Reduction of Muscarinic K+ Channel Activity by Transferrin in Ischemic Rat Atrial Myocytes.
- Author:
Kyeong Tae PARK
1
;
Dawon KANG
;
Jaehee HAN
;
Jae Yong PARK
;
Chang Gi HUR
;
Seong Geun HONG
Author Information
1. Department of Physiology, College of Medicine and Institute of Health Sciences, Gyeongsang National University, Jinju 660-751, Korea. hong149@gsnu.ac.kr
- Publication Type:Original Article
- Keywords:
Muscarinic K+ channel;
Cardiac ischemia;
Transferrin;
Ferric iron;
Cytosolic factor
- MeSH:
Animals;
Blotting, Western;
Cytoplasm;
Cytosol;
Heart;
Muscle Cells*;
Rats*;
Transferrin*
- From:The Korean Journal of Physiology and Pharmacology
2003;7(6):333-339
- CountryRepublic of Korea
- Language:English
-
Abstract:
It has been demonstrated that an unidentified cytosolic factor (s) reduces K (ACh) channel function.
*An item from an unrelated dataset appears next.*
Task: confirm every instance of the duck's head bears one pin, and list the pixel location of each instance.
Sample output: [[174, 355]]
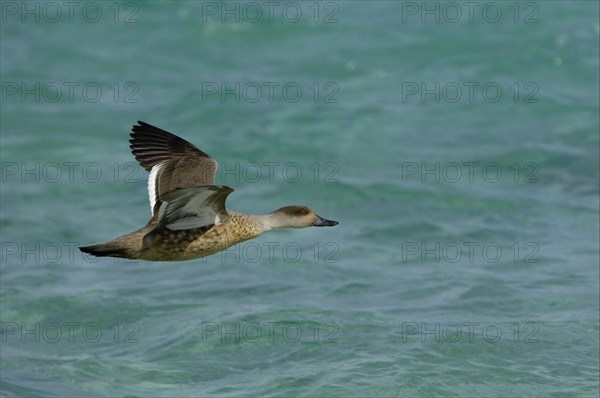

Therefore, this study attempted to elucidate the cytosolic factor. Fresh cytosol isolated from normal heart (FC) depressed the K (ACh) channel activity, but cytosol isolated from the ischemic hearts (IC) did not modulate the channel function. Electrophorectic analysis revealed that a protein of ~80 kDa was markedly reduced or even lost in IC. By using peptide sequencing analysis and Western blot, this 80 kDa protein was identified as transferrin (receptor-mediated Fe3+ transporter, 76 kDa). Direct application of transferrin (100 nM) to the cytoplasmic side of inside-out patches decreased the open probability (Po, 12.7+/-6.4%, n=4) without change in mean open time (tau o, 98.5+/-1.3%, n=4). However, the equimolar apotransferrin, which is free of Fe3+, had no effect on the channel activity (N*Po, 129.1+/-13.5%, n=3). Directly applied Fe3+ (100 nM) showed results similar to those of transferrin (N*Po: 21.1+/-3.9%, n=5). However Fe2+ failed to reduce the channel function (N*Po, 106.3+/-26.8%, n=5). Interestingly, trivalent cation La (3+) inhibited N*Po of the channel (6.1+/-3.0%, n=3). Taken together, these results suggest that Fe3+ bound to transferrin can modulate the KACh channel function by its electrical property as a polyvalent cation.